Pour des précisions (lacunaires cependant) sur le sondage, voir le blog Satwiker.

ADDENDA:
Voici l’article du Monde sur le sondage interdit:

Maroc : le sondage interdit
LE MONDE | 03.08.09 | 15h01 • Mis à jour le 03.08.09 | 15h03

Tester la popularité d’un souverain ou d’un chef d’Etat ? Banal en Occident, l’exercice était risqué dans un pays dont la démocratisation est loin d’être achevée. TelQuel, le premier magazine du Maroc, s’est pourtant lancé dans l’aventure. A l’occasion du dixième anniversaire de l’arrivée au pouvoir de Mohammed VI, cet hebdomadaire indépendant au ton critique a commandé un sondage à l’échelle nationale pour savoir ce que les Marocains pensent de leur roi.

Une grande première, au Maroc comme dans l’ensemble du Maghreb et du monde arabe. C’était pourtant aller trop loin.

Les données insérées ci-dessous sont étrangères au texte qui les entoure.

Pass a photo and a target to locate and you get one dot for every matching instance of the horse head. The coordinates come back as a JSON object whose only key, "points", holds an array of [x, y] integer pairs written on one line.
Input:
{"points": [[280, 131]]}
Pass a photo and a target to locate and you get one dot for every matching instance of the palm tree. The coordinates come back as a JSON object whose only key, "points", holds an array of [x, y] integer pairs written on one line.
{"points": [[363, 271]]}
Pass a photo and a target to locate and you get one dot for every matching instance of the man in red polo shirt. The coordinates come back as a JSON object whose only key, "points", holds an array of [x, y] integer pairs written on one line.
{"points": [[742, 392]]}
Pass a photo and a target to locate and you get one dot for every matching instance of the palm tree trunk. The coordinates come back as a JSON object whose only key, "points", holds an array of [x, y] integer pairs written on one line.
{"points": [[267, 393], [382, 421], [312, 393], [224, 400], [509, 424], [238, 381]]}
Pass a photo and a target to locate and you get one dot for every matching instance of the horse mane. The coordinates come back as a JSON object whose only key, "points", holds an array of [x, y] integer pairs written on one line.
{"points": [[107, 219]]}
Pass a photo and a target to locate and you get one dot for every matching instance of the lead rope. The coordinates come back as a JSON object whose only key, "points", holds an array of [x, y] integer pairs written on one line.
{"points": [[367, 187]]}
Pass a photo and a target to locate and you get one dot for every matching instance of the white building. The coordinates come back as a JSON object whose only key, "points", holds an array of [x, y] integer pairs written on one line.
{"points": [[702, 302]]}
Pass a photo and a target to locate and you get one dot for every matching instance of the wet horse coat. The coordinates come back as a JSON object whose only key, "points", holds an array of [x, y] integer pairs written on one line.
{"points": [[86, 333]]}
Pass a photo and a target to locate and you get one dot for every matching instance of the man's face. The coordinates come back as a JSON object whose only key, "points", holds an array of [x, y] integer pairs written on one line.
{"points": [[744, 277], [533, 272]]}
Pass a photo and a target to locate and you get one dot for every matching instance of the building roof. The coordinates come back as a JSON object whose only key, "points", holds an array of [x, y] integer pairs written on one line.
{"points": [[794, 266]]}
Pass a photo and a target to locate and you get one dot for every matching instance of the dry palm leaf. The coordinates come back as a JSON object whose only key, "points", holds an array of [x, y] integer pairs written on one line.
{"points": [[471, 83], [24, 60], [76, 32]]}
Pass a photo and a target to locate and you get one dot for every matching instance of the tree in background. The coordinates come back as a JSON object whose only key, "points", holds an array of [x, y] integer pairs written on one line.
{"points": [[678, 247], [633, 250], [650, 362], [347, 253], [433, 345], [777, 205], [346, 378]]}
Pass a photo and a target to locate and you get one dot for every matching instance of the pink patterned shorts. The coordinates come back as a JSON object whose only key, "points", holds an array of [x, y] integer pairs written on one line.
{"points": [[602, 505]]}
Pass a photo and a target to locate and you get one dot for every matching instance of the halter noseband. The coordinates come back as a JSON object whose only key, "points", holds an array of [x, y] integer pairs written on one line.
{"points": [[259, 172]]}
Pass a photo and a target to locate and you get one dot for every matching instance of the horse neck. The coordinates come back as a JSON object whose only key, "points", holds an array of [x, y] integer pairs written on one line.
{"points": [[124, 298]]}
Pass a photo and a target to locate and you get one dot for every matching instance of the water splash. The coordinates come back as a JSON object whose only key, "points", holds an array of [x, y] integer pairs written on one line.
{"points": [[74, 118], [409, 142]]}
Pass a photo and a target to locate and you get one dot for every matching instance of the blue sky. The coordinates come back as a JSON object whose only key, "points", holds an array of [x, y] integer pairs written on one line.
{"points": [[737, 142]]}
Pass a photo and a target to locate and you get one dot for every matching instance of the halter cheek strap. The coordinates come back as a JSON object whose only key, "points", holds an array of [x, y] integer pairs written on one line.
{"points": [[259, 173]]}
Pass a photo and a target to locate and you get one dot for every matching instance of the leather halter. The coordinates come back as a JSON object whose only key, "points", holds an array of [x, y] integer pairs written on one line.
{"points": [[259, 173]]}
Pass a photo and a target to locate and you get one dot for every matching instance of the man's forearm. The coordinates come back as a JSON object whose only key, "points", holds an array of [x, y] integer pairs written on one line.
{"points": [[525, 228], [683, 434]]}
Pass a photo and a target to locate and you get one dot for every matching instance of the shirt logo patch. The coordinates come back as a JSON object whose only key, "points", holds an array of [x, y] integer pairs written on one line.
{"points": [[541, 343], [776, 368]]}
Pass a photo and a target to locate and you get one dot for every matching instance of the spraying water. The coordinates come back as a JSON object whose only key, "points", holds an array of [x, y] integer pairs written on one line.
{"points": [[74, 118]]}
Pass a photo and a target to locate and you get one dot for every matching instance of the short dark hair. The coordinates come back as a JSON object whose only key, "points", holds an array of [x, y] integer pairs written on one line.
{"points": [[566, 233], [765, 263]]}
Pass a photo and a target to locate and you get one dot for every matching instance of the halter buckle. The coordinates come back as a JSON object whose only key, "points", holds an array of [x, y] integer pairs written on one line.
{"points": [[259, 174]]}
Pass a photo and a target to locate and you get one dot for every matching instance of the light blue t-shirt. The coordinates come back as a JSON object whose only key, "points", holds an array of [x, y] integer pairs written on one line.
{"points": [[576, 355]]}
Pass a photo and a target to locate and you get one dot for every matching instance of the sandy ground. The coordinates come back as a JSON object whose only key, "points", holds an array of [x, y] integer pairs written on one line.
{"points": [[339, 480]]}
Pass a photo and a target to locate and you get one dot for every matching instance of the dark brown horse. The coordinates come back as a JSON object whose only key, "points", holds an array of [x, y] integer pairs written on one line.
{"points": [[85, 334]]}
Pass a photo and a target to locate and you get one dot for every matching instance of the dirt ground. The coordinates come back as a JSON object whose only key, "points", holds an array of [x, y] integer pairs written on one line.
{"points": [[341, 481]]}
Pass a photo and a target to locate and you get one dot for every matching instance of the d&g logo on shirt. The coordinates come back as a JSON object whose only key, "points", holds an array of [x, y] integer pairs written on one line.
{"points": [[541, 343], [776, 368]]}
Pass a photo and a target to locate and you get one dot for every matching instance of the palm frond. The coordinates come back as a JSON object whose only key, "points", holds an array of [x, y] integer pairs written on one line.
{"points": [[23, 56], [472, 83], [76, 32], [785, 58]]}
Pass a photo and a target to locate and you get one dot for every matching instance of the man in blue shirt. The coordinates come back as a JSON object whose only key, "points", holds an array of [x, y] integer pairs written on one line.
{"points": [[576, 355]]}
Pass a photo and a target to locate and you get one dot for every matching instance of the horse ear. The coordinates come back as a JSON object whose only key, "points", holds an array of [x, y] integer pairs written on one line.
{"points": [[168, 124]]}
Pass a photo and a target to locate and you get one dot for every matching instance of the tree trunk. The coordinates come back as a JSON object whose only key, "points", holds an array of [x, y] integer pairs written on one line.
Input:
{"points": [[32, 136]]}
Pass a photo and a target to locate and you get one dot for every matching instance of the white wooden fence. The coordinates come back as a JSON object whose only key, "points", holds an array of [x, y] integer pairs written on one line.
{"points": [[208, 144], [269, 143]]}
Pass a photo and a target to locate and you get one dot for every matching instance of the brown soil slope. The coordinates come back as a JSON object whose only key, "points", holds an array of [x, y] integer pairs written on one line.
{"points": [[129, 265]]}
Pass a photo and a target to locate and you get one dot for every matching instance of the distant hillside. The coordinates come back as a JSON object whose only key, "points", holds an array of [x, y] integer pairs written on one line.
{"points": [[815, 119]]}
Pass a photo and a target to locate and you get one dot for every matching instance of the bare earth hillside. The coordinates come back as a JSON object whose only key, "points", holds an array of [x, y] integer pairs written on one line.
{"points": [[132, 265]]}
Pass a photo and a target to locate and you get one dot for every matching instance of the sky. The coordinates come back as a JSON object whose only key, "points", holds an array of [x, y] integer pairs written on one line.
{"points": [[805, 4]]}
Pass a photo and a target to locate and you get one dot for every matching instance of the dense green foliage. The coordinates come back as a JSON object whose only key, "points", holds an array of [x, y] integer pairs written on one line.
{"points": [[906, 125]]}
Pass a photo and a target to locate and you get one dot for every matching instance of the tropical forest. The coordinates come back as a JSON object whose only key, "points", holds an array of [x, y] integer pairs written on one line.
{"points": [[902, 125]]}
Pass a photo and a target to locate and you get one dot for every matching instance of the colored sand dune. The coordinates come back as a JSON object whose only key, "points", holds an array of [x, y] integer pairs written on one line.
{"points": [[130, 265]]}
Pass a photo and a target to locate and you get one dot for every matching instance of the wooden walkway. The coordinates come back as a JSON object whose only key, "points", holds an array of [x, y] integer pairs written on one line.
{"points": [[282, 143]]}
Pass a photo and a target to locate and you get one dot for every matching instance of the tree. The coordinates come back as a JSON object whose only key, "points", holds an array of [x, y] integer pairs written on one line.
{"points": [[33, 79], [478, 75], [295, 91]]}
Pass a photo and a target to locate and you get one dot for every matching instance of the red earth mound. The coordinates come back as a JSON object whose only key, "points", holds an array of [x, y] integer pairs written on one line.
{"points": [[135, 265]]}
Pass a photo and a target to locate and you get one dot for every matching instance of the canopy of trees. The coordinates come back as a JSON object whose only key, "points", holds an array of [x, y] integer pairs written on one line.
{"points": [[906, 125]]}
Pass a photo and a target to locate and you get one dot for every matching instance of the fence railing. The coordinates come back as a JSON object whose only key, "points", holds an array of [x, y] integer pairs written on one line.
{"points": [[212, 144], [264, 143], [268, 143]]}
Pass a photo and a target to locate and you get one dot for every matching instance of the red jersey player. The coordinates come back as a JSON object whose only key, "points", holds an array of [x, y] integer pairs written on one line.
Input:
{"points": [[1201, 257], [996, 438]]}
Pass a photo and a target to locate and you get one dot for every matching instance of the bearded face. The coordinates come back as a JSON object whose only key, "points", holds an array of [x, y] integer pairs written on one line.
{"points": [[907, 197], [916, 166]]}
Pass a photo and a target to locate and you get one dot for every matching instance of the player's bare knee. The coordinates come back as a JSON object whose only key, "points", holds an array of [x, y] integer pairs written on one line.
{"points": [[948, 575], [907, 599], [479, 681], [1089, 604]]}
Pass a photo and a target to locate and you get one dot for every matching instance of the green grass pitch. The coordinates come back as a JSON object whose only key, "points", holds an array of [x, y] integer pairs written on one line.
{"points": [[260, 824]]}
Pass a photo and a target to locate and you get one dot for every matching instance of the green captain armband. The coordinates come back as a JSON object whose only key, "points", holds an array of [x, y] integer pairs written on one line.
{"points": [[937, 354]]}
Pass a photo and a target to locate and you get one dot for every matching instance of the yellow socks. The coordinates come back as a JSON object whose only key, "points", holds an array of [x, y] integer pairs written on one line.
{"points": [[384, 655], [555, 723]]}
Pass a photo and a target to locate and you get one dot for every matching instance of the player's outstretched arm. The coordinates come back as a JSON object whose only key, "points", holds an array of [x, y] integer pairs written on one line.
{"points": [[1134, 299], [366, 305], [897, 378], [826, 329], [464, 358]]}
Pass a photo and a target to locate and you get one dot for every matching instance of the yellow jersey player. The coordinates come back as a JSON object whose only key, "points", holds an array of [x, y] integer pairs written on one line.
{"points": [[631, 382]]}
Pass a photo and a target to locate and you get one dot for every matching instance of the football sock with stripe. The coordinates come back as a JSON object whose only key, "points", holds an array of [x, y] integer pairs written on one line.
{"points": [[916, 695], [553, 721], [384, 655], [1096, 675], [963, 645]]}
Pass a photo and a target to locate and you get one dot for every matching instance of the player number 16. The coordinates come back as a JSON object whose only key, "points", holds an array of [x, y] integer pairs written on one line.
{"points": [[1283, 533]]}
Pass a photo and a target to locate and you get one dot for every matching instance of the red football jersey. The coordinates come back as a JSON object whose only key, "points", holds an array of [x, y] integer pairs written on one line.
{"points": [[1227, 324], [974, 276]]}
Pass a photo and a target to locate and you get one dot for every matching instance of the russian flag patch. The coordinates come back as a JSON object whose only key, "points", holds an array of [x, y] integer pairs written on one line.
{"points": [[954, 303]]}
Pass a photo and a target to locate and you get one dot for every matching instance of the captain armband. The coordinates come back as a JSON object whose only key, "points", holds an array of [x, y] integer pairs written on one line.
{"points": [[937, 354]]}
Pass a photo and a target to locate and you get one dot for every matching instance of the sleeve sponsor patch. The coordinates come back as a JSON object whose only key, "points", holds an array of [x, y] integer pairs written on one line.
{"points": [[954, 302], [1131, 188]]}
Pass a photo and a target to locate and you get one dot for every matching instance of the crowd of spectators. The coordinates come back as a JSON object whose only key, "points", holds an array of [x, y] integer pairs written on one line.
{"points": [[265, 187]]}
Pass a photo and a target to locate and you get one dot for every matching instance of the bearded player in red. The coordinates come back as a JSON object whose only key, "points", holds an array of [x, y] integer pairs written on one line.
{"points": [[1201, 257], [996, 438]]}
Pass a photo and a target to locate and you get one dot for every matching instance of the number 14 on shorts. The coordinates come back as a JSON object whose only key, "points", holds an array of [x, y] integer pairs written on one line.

Samedi 1er août, à Casablanca, le ministre marocain de l’intérieur, Chakib Benmoussa, a fait saisir le dernier numéro de TelQuel et sa version arabophone, Nichane, à l’imprimerie, et les a fait détruire. Motif : « La monarchie ne peut être mise en équation, même par la voie d’un sondage« , comme l’a déclaré le porte-parole du gouvernement et ministre de la communication, Khalid Naciri.

Le plus étonnant est que le résultat de ce sondage est extraordinairement favorable à Mohammed VI. Le roi est même plébiscité par le peuple marocain. Le pouvoir a-t-il voulu rappeler qu’un principe est un principe, et qu’on n’y déroge pas, quitte à employer des méthodes que l’on croyait réservées à la Tunisie de Zine Al-Abidine Ben Ali ou à l’Algérie d’Abdelaziz Bouteflika ? Le roi, homme d’affaires. Le roi, personnage sacré. Le roi et son protocole d’un autre âge… Ce sont ces questions qui ont été posées, de la fin juin au début juillet, à un échantillon représentatif de la population marocaine, par une équipe d’enquêteurs professionnels de LMS-CSA, filiale au Maroc de l’institut de sondages français CSA. Le Monde a souhaité s’associer à cette entreprise.

Jamais, jusqu’alors, des citoyens marocains anonymes n’avaient eu à répondre à des interrogations précises et dénuées de complaisance portant directement sur leur souverain. Et si le résultat de cette enquête d’opinion avait été défavorable à Mohammed VI, TelQuel aurait maintenu son projet : publier, tel quel – selon son credo – ce reflet du vrai visage du Maroc. Peut-être se serait-il même félicité de résultats plus critiques, lui qui milite, depuis des années, pour un Maroc plus moderne, plus démocratique, dépoussiéré de l’apparat royal, et pour un roi qui cesse de gouverner selon son « bon plaisir »…

Mais le Maroc profond est à mille lieues des élites francophones de Rabat et Casablanca. Si certains ont souvent tendance à l’oublier, le roi, lui, ne l’oublie jamais. Et les conclusions de ce sondage risquent de le conforter dans sa stature et son mode de gouvernance. Au grand dam, évidemment, de ceux qui dénoncent ses travers et aspirent à un Maroc moderne, véritablement démocratique…

Une chose est sûre : les Marocains n’hésitent pas vraiment à parler de Mohammed VI. Ils croient pouvoir compter sur le vent de liberté qui souffle, en apparence, sur le royaume depuis dix ans. Auraient-ils accepté de répondre aux enquêteurs s’ils avaient su que les numéros seraient saisis et pilonnés ? Certainement pas.

Reste qu’ils plébiscitent l’action de leur souverain. En effet, 91 % des personnes interrogées disent avoir senti, au cours de la décennie écoulée, au moins un changement notable dans leur environnement immédiat. Ils citent, pêle-mêle, les écoles ou hôpitaux, désormais plus proches et plus accessibles, les routes, plus nombreuses, etc.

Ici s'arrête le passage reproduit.